According to the statistics listed on the American Bar Association‘s website, the aggregate number of female and male victims of domestic abuse is estimated at 2.2 million victims each year in the United States.
Of this number, 1.3 million women and 835,000 men are physically assaulted by an intimate partner annually. (Source: Patricia Tjaden & Nancy Thoennes, U.S. Dep’t of Just., NCJ 183781, (2000) Read Full Report)
In crunching the numbers based upon these figures, the physical abuse suffered by men at the hands of their female partners is actually closer to 42% of the estimated annual domestic abuse cases in this country. Part of the gap in these statistics is probably due to under-reporting of female against male domestic abuse.
Even when statistics seem to support an increasing trend in women physically abusing their intimate male partners, people remain resistant to the idea. It is easier to accept men abusing women because this is often the norm in many countries and cultures throughout the world, including the United States. In an attempt to present fair and balanced reporting, we often note that not all women are victims or all men abusers.
But somehow, it is easier for people to accept a woman being victimized by a man than the converse. This bias was starkly illustrated in an ABC News undercover program in which two actors in a public park feigned domestic abuse in which the women hits, curses at, and otherwise abuses her male partner.
With one exception, when a group of three women decided to intervene and call the police, everyone else walked by as the woman continued to violently strike the seated man. Most of the witnesses passed without so much as a glance, and many who were subsequently interviewed admitted that they believed the man deserved the violent treatment being meted out by the woman.

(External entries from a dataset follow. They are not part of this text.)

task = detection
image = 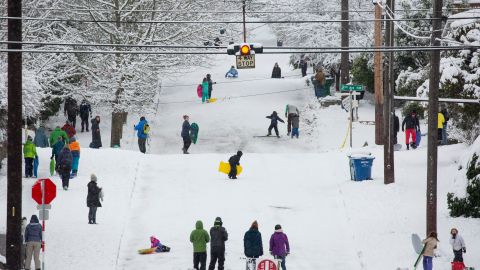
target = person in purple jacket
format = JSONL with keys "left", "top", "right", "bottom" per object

{"left": 269, "top": 224, "right": 290, "bottom": 270}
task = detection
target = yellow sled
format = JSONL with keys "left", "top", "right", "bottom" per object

{"left": 218, "top": 161, "right": 243, "bottom": 175}
{"left": 138, "top": 248, "right": 156, "bottom": 255}
{"left": 207, "top": 98, "right": 218, "bottom": 103}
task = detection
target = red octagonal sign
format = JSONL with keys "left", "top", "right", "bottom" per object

{"left": 32, "top": 179, "right": 57, "bottom": 205}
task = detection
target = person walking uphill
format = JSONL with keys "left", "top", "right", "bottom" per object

{"left": 208, "top": 217, "right": 228, "bottom": 270}
{"left": 181, "top": 115, "right": 192, "bottom": 154}
{"left": 87, "top": 174, "right": 103, "bottom": 224}
{"left": 49, "top": 126, "right": 69, "bottom": 146}
{"left": 23, "top": 136, "right": 37, "bottom": 178}
{"left": 450, "top": 228, "right": 466, "bottom": 262}
{"left": 269, "top": 224, "right": 290, "bottom": 270}
{"left": 64, "top": 97, "right": 78, "bottom": 128}
{"left": 90, "top": 116, "right": 102, "bottom": 149}
{"left": 134, "top": 116, "right": 149, "bottom": 154}
{"left": 402, "top": 111, "right": 420, "bottom": 150}
{"left": 228, "top": 151, "right": 243, "bottom": 179}
{"left": 24, "top": 214, "right": 42, "bottom": 270}
{"left": 266, "top": 111, "right": 285, "bottom": 138}
{"left": 244, "top": 221, "right": 263, "bottom": 269}
{"left": 285, "top": 104, "right": 300, "bottom": 136}
{"left": 69, "top": 137, "right": 80, "bottom": 177}
{"left": 51, "top": 136, "right": 65, "bottom": 164}
{"left": 79, "top": 99, "right": 92, "bottom": 132}
{"left": 271, "top": 63, "right": 282, "bottom": 78}
{"left": 422, "top": 231, "right": 439, "bottom": 270}
{"left": 33, "top": 125, "right": 49, "bottom": 148}
{"left": 62, "top": 120, "right": 76, "bottom": 139}
{"left": 190, "top": 220, "right": 210, "bottom": 270}
{"left": 201, "top": 78, "right": 210, "bottom": 103}
{"left": 57, "top": 146, "right": 73, "bottom": 190}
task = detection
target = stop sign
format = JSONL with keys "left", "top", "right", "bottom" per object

{"left": 32, "top": 179, "right": 57, "bottom": 205}
{"left": 257, "top": 259, "right": 277, "bottom": 270}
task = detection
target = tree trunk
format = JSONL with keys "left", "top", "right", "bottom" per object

{"left": 110, "top": 111, "right": 124, "bottom": 147}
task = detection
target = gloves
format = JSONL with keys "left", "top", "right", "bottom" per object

{"left": 463, "top": 247, "right": 466, "bottom": 253}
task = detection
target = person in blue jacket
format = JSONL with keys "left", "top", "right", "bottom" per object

{"left": 33, "top": 125, "right": 49, "bottom": 148}
{"left": 266, "top": 111, "right": 285, "bottom": 138}
{"left": 134, "top": 116, "right": 148, "bottom": 154}
{"left": 225, "top": 66, "right": 238, "bottom": 78}
{"left": 24, "top": 215, "right": 42, "bottom": 270}
{"left": 181, "top": 115, "right": 192, "bottom": 154}
{"left": 244, "top": 220, "right": 263, "bottom": 270}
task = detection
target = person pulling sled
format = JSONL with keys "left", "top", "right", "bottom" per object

{"left": 228, "top": 151, "right": 243, "bottom": 179}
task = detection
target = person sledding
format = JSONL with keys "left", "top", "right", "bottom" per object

{"left": 228, "top": 151, "right": 243, "bottom": 179}
{"left": 266, "top": 111, "right": 285, "bottom": 138}
{"left": 150, "top": 236, "right": 171, "bottom": 253}
{"left": 225, "top": 66, "right": 238, "bottom": 78}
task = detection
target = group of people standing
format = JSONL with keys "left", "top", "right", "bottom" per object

{"left": 199, "top": 74, "right": 215, "bottom": 103}
{"left": 189, "top": 218, "right": 290, "bottom": 270}
{"left": 421, "top": 228, "right": 467, "bottom": 270}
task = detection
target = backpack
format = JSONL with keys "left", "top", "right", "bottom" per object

{"left": 143, "top": 124, "right": 150, "bottom": 135}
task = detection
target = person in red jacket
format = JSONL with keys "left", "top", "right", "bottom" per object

{"left": 62, "top": 120, "right": 76, "bottom": 139}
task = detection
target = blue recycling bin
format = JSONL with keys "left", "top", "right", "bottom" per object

{"left": 349, "top": 155, "right": 375, "bottom": 181}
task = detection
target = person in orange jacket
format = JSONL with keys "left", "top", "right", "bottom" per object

{"left": 69, "top": 137, "right": 80, "bottom": 176}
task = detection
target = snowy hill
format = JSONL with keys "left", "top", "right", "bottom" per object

{"left": 1, "top": 26, "right": 480, "bottom": 270}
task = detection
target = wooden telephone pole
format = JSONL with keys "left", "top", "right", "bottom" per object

{"left": 341, "top": 0, "right": 349, "bottom": 85}
{"left": 426, "top": 0, "right": 443, "bottom": 235}
{"left": 374, "top": 3, "right": 384, "bottom": 145}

This role play caught on camera, seemed to illustrate that women who have long been victimized, either felt empowered by witnessing another woman “turning the tables” on a man, or sympathized with the female abuser because she was expressing her outrage at the man who must have “cheated” on her.
If in fact infidelity were the cause of this abuse, which it was not, this does not take into account the fact that it takes two people to cheat and neither should get a pass. Nor does cheating give anyone the right to physically or verbally abuse their intimate partner. But this article is not addressing marital infidelity or its causes, but rather, why people in this video felt that it was okay for a woman to physically assault and verbally berate a man in public without consequence.